O correto diagnóstico é fundamental para a correta indicação de selantes. O procedimento do isolamento absoluto, como apresentado no caso clínico, favorece a longevidade deste procedimento clínico adesivo. Os selantes podem ser resinosos ou ionoméricos, sendo os selantes resinosos o material de escolha, neste caso. Porém, o cimento de ionômero de vidro pode ser utilizado como um selante provisório preventivo, quando o controle de umidade não pode ser garantido, por exemplo, em um dente que recentemente entrou em erupção. O presente relato de caso clínico foi realizado com a utilização do selante da FGM, com carga, fotopolimerizável e matizado. O selante resinoso é um material à base de BISGMA, auto ou fotopolimerizável, com ou sem carga, incolor ou matizado e ainda, com ou sem flúor incorporado na sua composição química.9 Quanto à técnica de sua utilização, esta deve ser criteriosa e seguir as recomendações do fabricante, garantindo a retenção, efetividade e longevidade do material.

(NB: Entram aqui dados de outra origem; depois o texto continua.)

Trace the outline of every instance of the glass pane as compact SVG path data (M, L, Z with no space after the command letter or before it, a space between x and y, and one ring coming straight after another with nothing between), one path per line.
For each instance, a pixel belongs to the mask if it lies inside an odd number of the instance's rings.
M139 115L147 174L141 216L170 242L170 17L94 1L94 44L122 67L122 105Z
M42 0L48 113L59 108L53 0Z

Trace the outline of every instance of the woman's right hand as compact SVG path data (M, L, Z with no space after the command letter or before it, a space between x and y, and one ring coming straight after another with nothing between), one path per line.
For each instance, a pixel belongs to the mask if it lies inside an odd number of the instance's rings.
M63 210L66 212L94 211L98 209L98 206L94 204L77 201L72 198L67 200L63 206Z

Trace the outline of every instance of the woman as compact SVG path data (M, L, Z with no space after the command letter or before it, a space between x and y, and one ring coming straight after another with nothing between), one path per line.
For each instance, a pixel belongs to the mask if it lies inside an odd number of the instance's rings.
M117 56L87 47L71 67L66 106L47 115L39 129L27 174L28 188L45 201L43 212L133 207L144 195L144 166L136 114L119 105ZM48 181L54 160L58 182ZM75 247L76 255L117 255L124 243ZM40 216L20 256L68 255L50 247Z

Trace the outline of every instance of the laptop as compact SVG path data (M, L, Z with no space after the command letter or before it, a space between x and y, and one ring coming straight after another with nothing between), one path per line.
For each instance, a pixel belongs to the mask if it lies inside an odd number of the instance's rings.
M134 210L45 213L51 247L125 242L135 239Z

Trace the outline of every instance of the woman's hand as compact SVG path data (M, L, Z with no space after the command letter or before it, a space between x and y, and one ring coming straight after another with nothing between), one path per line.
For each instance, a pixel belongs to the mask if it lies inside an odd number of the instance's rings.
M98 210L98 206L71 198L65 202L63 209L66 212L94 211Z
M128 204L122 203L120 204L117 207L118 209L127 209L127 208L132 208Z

Os passos durante a execução da técnica devem ser realizados de maneira criteriosa. O condicionamento ácido produz microporosidades na superfície do esmalte, permitindo que o selante resinoso penetre nesta superfície e produza uma união mecânica dos prolongamentos resinosos quando polimerizados. Esta etapa deve ser executada de forma a favorecer esta interação, com um tempo de condicionamento de aproximadamente 30 segundos e correto enxágue pelo dobro do tempo, observando-se após a secagem, uma característica de superfície esbranquiçada.4 O selante é aplicado à superfície dental preparada em pequenas quantidades e espalhado suavemente, da porção mesial, em direção à porção distal, com auxílio de um instrumento de ponta fina como a sonda exploratória. No presente caso, utilizou-se um instrumento de aplicação de corantes e pigmentos, extremamente delicado, favorecendo a inserção do material resinoso com uma fina película, a qual cumpre sua finalidade de proteção da região de sulcos. Excessos de material que possam ter escoado sobre a crista marginal ou em direção à região cervical, devem ser removidos antes de retirar o isolamento, com auxílio de pontas de borrachas abrasivas ou pontas diamantadas de granulação fina ou extrafina.

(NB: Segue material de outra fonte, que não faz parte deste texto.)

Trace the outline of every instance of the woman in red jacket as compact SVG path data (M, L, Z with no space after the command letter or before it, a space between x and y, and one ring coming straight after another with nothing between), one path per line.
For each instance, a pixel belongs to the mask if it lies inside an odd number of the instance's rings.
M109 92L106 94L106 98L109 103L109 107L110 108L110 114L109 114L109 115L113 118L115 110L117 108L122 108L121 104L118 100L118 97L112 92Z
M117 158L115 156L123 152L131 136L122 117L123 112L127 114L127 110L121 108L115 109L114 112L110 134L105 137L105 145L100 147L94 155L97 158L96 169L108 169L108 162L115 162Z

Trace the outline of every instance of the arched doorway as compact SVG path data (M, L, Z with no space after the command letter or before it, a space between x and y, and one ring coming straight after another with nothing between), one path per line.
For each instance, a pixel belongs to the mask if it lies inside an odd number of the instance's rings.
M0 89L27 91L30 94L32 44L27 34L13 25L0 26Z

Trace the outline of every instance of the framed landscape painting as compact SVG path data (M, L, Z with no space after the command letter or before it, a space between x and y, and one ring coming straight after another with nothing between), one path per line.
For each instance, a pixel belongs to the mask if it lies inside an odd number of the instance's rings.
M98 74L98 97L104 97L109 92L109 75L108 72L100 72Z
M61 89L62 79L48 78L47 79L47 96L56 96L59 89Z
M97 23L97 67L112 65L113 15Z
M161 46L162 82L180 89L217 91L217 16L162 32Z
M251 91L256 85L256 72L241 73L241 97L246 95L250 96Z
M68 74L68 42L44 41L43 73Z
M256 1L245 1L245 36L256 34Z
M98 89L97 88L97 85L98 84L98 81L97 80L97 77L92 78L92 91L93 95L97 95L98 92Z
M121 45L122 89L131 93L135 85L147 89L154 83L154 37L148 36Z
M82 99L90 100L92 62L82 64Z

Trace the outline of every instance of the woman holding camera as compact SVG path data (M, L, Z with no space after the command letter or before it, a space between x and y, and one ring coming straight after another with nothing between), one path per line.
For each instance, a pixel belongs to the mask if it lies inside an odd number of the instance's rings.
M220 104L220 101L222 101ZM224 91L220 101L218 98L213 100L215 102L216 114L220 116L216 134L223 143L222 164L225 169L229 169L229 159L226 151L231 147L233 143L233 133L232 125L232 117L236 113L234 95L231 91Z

Para finalizar, o mais importante é a indicação correta do uso de selantes: pacientes infantis com risco ou atividade da doença cárie, dentes presentes na boca há menos de 3 anos e livres de lesões de cárie, fissuras profundas e não coalescentes, dentes irrompidos há menos de 2 anos ou sem oclusão funcional estabelecida, com maior acúmulo de biofilme dental, e ainda, crianças com pouca habilidade psicomotora na escovação e, consequentemente, com maior risco de desenvolvimento de lesões de cárie. A proservação é fundamental para o sucesso clínico, pois os selamentos podem sofrer falhas ou serem perdidos com o tempo, necessitando que se estabeleça um acompanhamento de 6 em 6 meses do paciente, tanto para reforço dos hábitos preventivos, de escovação e de dieta, como da avaliação da retenção dos mesmos.

Conclusão

Concluiu-se que o profissional deve fazer um correto diagnóstico clínico do paciente, reconhecendo a atividade e o risco para o desenvolvimento da doença cárie, e estabelecer terapias inseridas no contexto educativo-preventivo, que auxiliem de forma efetiva o controle químico-mecânico do biofilme dental. O selamento de fóssulas e fissuras constitui-se em uma medida coadjuvante eficaz no controle e prevenção da doença cárie. Observou-se que o selante Prevent (FGM) é um material que possui excelente molhabilidade, o que gera adequada capacidade de vedação das fóssulas e fissuras.